- Location: South Australia
- Nearest city: Kybybolite
- Coordinates: 36°51′13″S 140°58′07″E﻿ / ﻿36.8535°S 140.9686°E
- Area: 13 ha (32 acres)
- Established: 15 January 1976
- Visitors: not stated (refer below) (in 1992)
- Governing body: Department for Environment and Water

= Mullinger Swamp Conservation Park =

Protected area in South Australia

Mullinger Swamp Conservation Park is a protected area in the Australian state of South Australia located in the state's south-east in the gazetted locality of Kybybolite on the border with the state of Victoria about 25 km north-east of Naracoorte.

The conservation park occupies land in section 681 of the cadastral unit of the Hundred of Binnum which was proclaimed on 15 January 1976 under the National Parks and Wildlife Act 1972. Prior to proclamation, the land was “vacant Crown Land” which may have been used for grazing. As of July 2016, the conservation park covered an area of 13 ha.

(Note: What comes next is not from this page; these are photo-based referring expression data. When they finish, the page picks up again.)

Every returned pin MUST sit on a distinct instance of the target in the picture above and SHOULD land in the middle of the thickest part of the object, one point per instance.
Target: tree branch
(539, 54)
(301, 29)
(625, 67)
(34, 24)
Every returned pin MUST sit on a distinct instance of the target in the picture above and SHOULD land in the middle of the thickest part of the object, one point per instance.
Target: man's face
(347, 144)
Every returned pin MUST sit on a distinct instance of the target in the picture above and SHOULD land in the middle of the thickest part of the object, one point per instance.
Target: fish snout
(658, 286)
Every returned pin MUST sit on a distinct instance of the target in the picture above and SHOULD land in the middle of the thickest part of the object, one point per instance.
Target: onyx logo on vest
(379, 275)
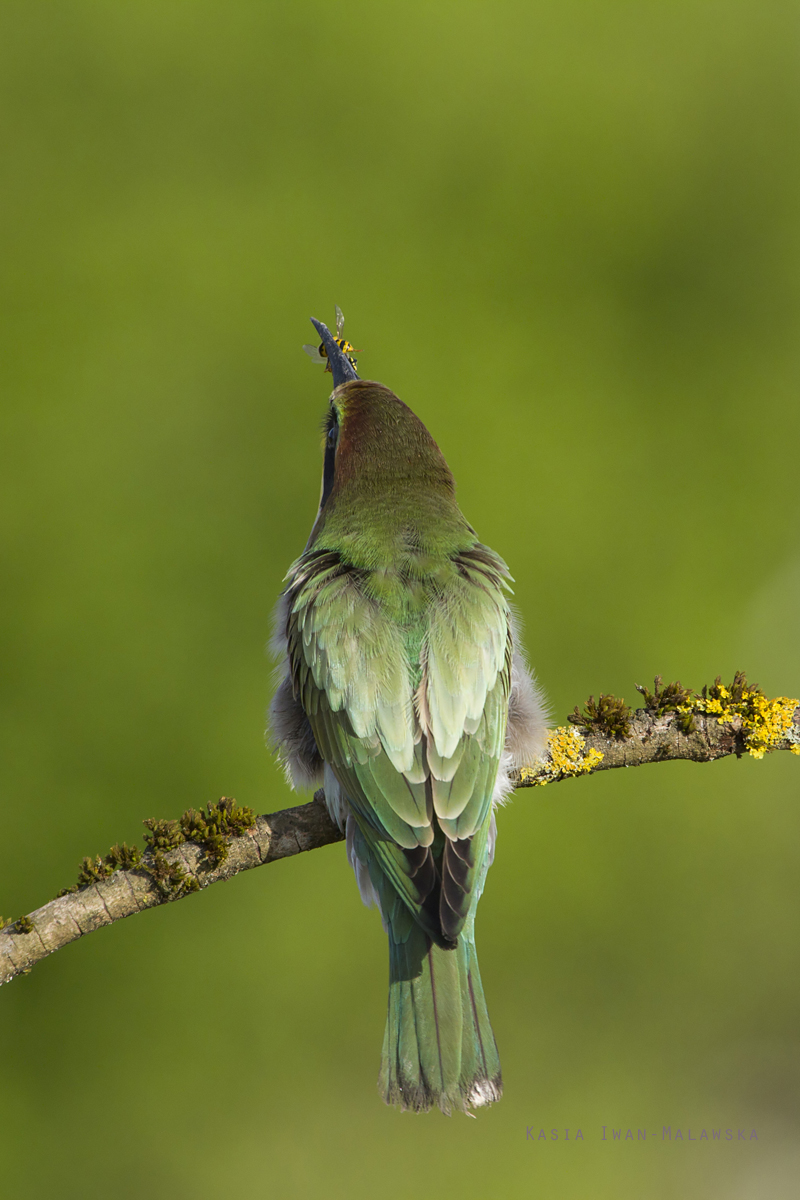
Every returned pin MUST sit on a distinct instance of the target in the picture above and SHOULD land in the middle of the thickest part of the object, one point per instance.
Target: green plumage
(400, 654)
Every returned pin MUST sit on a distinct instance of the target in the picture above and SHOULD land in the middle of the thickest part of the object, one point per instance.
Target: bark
(308, 826)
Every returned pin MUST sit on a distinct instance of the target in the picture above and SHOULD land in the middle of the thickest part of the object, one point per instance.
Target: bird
(405, 695)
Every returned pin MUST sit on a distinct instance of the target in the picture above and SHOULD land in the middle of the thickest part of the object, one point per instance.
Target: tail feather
(438, 1048)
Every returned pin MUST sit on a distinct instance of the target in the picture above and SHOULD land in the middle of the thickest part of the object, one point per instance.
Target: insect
(319, 354)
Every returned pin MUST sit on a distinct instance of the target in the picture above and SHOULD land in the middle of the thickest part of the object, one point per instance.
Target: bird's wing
(402, 757)
(463, 705)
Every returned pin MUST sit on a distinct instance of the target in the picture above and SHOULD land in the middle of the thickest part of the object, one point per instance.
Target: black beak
(341, 366)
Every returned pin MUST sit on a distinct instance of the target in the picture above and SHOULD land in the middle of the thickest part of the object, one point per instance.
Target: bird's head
(379, 457)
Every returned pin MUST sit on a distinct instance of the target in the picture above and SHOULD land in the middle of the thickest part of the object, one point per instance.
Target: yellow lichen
(566, 755)
(764, 723)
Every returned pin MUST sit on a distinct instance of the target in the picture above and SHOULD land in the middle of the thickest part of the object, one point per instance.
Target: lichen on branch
(204, 847)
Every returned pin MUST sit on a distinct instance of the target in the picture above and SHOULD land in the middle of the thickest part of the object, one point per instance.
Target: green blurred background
(569, 235)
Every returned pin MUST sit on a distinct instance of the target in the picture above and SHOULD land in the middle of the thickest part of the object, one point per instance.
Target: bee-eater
(405, 695)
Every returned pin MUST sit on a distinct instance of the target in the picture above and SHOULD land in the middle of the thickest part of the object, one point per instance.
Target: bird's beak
(340, 364)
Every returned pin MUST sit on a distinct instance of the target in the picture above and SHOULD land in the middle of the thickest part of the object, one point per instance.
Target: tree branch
(650, 737)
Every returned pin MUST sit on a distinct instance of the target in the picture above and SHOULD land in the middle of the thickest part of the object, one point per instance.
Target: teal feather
(398, 640)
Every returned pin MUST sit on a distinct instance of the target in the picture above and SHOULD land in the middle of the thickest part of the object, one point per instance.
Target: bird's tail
(438, 1047)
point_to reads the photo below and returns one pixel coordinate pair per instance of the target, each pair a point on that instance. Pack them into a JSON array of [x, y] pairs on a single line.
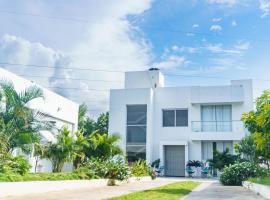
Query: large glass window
[[177, 117], [136, 132], [216, 118]]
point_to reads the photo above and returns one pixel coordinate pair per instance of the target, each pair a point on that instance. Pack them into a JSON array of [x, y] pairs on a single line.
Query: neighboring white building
[[177, 124], [61, 110]]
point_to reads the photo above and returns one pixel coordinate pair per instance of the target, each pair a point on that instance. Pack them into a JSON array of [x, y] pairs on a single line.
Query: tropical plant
[[61, 151], [102, 124], [103, 146], [14, 165], [80, 147], [19, 124], [222, 159], [140, 168], [258, 124], [238, 172]]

The conservation park occupies about 35% of the extent of the Mullinger Swamp with the remainder being located in Victoria and which received protected area status as the Mullinger Swamp Wildlife Reserve in 1983.

In 1992, the conservation park was described as having soils that were “alkaline, poorly drained, deep, grey, self-mulching, cracking clay” while the land surrounding the swamp had “alkaline. imperfectly drained, hard, apedal. mottled-yellow, duplex soils”. The latter supported “a river red gum open forest with a disturbed understorey of wallaby grass (Danthonia sp.), introduced grasses and pasture weeds such as Cape weed (Arctotheca calendula)”.

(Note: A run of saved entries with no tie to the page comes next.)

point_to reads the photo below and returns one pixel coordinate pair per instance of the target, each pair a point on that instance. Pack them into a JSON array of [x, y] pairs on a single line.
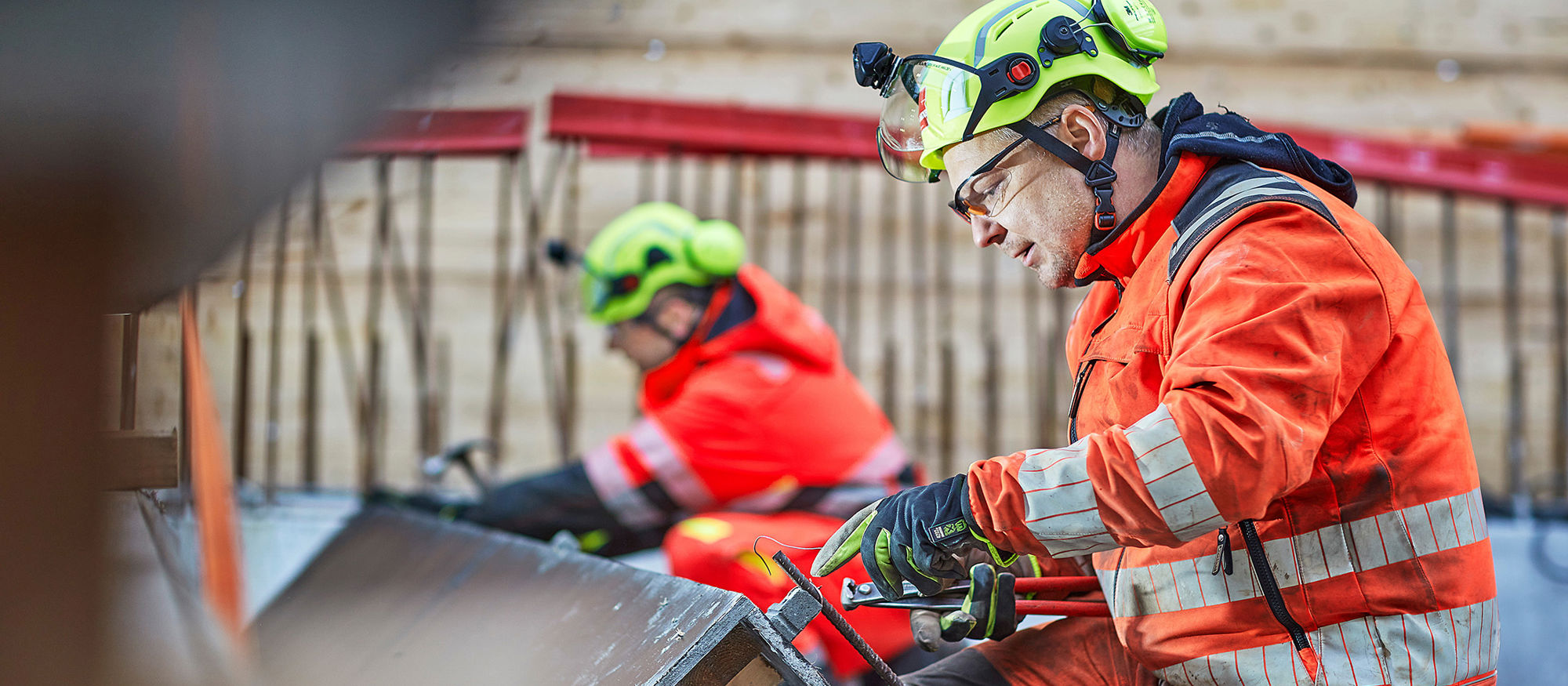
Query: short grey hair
[[1138, 140]]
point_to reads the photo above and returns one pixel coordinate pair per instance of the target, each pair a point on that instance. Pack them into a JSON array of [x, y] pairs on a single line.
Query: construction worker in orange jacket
[[1269, 466], [749, 417]]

As of 1992, the conservation park was used by “local and district residents” for “picnics, fishing and swimming” and “on occasions by field naturalists and birdwatchers”. However, its attraction as a swimming site has declined due to the establishment of a swimming lake in Naracoorte.

The conservation park is classified as an IUCN Category IV protected area. In 1980, it was listed on the now-defunct Register of the National Estate.